For each occurrence of each lemma (that is, for each match), the following information is stored:
FieldSize in Bytes
FID (file identifier)4
Block Number4
Word In Block1

Since, on average, English words are approximately four characters long, and allowing one character for a space between words, one might expect the index to be approximately double the size of the data from the per-match information alone. Many commercial text retrieval systems do as badly, or worse [Litt94].

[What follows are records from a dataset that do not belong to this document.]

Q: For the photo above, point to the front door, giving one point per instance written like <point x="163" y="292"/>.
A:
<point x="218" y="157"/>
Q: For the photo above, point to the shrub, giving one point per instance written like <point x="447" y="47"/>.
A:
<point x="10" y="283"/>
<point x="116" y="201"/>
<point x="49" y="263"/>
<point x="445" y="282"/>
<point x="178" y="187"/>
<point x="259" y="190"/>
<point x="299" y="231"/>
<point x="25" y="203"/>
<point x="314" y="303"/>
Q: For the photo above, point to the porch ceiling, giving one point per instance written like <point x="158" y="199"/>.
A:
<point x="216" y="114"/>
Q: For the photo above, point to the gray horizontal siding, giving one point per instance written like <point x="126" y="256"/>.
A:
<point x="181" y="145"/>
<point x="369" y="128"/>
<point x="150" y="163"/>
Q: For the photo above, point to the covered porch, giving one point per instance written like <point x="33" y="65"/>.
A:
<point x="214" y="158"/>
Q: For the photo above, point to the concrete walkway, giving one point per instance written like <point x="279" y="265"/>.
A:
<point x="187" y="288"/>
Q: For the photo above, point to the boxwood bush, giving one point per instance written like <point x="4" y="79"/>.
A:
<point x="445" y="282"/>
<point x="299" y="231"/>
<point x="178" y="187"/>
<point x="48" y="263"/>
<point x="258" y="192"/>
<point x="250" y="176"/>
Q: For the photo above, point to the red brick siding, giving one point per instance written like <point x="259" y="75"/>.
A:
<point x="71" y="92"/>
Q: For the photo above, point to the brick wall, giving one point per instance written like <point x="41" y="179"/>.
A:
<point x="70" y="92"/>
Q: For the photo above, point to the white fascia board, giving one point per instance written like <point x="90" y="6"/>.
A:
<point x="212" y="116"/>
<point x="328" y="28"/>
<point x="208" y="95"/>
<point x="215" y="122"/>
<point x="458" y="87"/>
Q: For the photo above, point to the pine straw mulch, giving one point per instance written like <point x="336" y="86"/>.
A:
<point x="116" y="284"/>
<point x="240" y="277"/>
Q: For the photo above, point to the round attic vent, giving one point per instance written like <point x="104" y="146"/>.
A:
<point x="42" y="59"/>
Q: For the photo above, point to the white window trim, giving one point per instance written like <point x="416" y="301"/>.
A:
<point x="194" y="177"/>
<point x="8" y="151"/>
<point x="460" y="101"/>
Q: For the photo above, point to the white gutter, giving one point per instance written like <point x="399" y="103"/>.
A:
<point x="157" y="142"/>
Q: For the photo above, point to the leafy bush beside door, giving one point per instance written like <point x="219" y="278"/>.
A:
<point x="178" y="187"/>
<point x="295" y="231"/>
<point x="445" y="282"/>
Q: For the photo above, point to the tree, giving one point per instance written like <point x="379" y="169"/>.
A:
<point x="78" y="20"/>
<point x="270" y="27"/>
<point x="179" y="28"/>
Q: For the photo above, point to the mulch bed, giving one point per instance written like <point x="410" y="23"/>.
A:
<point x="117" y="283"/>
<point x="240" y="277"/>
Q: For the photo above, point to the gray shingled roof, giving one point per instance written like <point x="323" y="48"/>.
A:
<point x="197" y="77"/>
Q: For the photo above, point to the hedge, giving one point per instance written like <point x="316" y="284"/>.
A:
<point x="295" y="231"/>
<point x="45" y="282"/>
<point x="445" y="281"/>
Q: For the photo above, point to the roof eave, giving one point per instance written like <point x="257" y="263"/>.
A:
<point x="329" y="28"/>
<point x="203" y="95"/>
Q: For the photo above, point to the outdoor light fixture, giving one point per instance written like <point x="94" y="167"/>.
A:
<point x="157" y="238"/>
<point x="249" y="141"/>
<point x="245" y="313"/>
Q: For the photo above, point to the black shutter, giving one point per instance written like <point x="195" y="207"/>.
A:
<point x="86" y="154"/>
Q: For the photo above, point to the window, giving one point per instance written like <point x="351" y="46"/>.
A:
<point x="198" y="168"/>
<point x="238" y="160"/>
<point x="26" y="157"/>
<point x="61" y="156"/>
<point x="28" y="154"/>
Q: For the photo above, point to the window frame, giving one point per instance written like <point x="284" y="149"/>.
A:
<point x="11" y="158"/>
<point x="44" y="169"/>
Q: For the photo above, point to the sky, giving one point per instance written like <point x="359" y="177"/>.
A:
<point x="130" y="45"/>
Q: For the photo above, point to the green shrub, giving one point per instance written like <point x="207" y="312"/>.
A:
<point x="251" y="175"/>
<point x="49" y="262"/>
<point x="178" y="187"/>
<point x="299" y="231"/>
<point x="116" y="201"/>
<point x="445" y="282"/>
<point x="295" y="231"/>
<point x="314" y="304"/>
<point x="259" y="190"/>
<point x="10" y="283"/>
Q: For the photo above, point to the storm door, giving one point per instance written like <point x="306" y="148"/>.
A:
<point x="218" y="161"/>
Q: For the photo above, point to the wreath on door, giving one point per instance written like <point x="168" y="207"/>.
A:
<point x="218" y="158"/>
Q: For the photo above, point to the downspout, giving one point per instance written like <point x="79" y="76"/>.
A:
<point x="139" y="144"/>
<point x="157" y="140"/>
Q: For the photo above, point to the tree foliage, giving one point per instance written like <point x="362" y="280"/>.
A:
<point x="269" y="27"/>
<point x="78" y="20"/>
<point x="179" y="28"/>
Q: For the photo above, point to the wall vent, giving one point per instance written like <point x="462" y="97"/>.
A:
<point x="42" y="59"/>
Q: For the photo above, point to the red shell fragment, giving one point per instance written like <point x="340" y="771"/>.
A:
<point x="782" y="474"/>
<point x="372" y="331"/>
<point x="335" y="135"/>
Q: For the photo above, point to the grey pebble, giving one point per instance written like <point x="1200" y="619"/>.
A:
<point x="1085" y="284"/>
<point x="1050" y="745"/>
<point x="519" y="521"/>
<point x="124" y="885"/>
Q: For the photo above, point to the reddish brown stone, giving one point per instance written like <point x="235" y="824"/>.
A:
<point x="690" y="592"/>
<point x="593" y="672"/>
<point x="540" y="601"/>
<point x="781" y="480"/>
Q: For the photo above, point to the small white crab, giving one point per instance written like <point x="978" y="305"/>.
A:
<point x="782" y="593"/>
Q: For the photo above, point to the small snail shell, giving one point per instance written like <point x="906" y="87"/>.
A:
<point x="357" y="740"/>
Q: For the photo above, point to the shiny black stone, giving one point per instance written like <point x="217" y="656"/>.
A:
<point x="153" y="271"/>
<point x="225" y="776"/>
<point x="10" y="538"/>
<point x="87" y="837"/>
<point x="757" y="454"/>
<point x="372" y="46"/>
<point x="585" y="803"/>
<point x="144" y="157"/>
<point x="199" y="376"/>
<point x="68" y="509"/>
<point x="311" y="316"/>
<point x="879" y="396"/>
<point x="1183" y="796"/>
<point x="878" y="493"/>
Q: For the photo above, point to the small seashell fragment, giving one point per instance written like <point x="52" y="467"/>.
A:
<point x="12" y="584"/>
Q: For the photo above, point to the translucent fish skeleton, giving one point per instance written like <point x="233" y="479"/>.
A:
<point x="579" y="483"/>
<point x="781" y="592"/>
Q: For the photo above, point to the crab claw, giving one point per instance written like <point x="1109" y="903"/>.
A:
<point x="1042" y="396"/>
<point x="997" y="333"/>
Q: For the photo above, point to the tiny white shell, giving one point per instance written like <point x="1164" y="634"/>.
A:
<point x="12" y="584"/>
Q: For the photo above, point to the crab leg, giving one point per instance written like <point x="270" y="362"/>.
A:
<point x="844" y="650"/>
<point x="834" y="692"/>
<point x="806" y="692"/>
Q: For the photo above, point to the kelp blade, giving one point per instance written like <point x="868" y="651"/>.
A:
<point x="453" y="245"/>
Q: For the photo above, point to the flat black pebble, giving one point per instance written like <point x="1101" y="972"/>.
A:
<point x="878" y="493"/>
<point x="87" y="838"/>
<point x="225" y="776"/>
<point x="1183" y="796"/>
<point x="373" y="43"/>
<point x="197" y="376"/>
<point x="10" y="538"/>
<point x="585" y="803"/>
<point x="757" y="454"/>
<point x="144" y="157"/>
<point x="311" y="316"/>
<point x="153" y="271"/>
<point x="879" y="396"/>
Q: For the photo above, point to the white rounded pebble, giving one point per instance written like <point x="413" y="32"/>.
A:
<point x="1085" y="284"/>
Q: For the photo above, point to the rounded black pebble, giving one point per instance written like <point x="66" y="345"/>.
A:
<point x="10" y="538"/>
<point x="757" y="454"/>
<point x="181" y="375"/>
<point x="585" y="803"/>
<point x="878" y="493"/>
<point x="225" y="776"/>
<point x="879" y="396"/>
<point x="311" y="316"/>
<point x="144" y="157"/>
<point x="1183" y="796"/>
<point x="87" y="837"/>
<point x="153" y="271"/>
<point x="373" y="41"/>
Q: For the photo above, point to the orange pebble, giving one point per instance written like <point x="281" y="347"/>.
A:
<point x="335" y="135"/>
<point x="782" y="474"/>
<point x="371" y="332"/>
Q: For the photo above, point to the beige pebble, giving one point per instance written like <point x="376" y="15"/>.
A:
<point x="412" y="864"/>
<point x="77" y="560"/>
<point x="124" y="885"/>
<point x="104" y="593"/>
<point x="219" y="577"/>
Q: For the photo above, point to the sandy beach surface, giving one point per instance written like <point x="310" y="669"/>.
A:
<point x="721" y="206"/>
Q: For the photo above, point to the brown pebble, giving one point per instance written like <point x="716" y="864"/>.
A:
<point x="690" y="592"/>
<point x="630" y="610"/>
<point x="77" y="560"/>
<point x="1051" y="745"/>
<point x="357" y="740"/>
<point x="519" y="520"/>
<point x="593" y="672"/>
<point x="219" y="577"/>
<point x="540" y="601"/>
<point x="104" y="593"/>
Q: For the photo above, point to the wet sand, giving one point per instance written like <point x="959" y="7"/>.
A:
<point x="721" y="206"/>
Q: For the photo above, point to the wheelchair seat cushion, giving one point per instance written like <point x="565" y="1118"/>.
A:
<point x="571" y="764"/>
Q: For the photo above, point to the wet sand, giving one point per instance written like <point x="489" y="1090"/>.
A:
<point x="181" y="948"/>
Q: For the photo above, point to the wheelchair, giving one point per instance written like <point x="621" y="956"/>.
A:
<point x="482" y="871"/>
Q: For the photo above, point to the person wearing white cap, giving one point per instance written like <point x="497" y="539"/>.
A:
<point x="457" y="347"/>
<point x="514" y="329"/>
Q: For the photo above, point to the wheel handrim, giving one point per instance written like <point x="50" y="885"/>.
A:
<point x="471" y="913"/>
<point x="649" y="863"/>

In fact, the information is stored compressed. The matches are stored sorted first by FID and then by block within file, then by word in block. As a result, for all but the first match it is only necessary to store the difference from the previous FID. Furthermore, matches for a single FID are grouped together, so that it isn't necessary to repeat the FID each time. The informtion ends up being stored as follows:

    [DELTA]FID (difference from previous File IDentifier)
    Number of following matches using this FID
        Block In File
        Word In Block
        Flags (if present)
        Separation (if not 1)

        [DELTA]Block In File
        Word In Block
        Flags (if different from previous)
        Separation (if Flags and/or Seperation differ from previous)

Storing lower-valued numbers makes the use of a variable-byte representation particularly attractive. The representation used in lq-text is that the top bit is set on all but the last byte in a sequence representing a number. Another common representation is to mark the first byte with the number of bytes in the number, rather like the Class field of an Internet address, but this means that fewer bits are stored in the first byte, so that there are many more two-byte numbers.

The flags are stored only if they are different from the previous match's flags. This is indicated on the disk by setting the least significant bit in the Word In Block value; this bit is automatically bit-shifted away on retrieval. Further, the separation is only stored if the flags indicate that the value is greater than one (whether or not the flags were stored explicitly). The combination of delta-coding, variable-byte representation and optional fields reduces the size of the average match stored on disk from eleven to approximately three bytes. For large databases, the index size is about half the size of the data. Furthermore, since lq-text has enough information stored that it can match phrases accurately without looking at the original documents, it is reasonable to compress and archive (in the sense of ar(1)) the original files. When presenting results to the user, lq-text will fetch the files from such archives automatically.